In order to best understand
how to submit a query through MySQL for Python, it is important to
ensure you understand how to submit a query in MySQL itself. The
similarities between the two outnumber the differences, but the first
may seem confusing if you don't properly understand the second.
MySQL statements have a basic
structure. In following a set structure, they are formed like natural
language statements. Being a computer program, it understandably
responds very poorly to informational statements and only moderately
well to questions. Almost all MySQL statements have an imperatival tone,
expressing your command. This is reflective of the client-server
relationship. The computer is the servant who exists to do the bidding
of yourself as the client or, if you prefer, master.
The syntactic structure of a
simple MySQL statement is not that different from the language you use
every day. Where English would have:
MySQL would need to hear:
Let's look at the MySQL statement, comparing it to the English in detail.
SELECT
MySQL does not support natural language searching like Give me.

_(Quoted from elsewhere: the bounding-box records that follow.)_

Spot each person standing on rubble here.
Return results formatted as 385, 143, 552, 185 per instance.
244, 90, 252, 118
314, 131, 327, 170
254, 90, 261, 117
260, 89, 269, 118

Rather, like other programming languages including Python, MySQL has a
set of reserved key words. These are largely single synonyms for common,
core actions. For data retrieval, the key word is SELECT. It could have been GIMME or any of a score of similar ways of saying the same thing, but MySQL is consonant with the Zen of Python:
There should be one—and preferably only one—obvious way to do it
Therefore, the MySQL developers
settled on a single keyword—one that just happens to be
compliant with the SQL standard.
* (asterisk)
Being read up on your regular
expressions, I am sure you recognize this universal quantifier. While it
is one of the most commonly used, MySQL supports several metacharacters
that you can use to nuance your searches.
MySQL supports
different kinds of metacharacters in different contexts. The following
is a full list of metacharacters. (Note that not all of them may be
supported in a given situation.)
.: To match any single character
?: To match zero or one character
*: To match zero or more characters
+: To match one or more characters
{n}: To match an expression n times
{m,n}: To match an expression a minimum of m and a maximum of n times
{n,}: To match an expression n or more times
^: Indicates the bit-level indicator at the beginning of a line
$: Indicates the bit-level indicator at the end of a line
[[:<:]]: To match the beginning of words
[[:>:]]: To match the ending of words
[:class:]: To match a character class
[:alpha:]: For letters
[:space:]: For whitespace
[:punct:]: For punctuation
[:upper:]: For upper case letters
[abc]: To match one of the enclosed characters
[^xyz]: To match any character other than those enclosed
|: Separates alternatives within an expression
In the case of the SELECT command, the asterisk is the only metacharacter supported. In addition to the asterisk, however, SELECT also supports several arguments used to quantify results:
ALL: All matching rows (synonymous to using an asterisk (*)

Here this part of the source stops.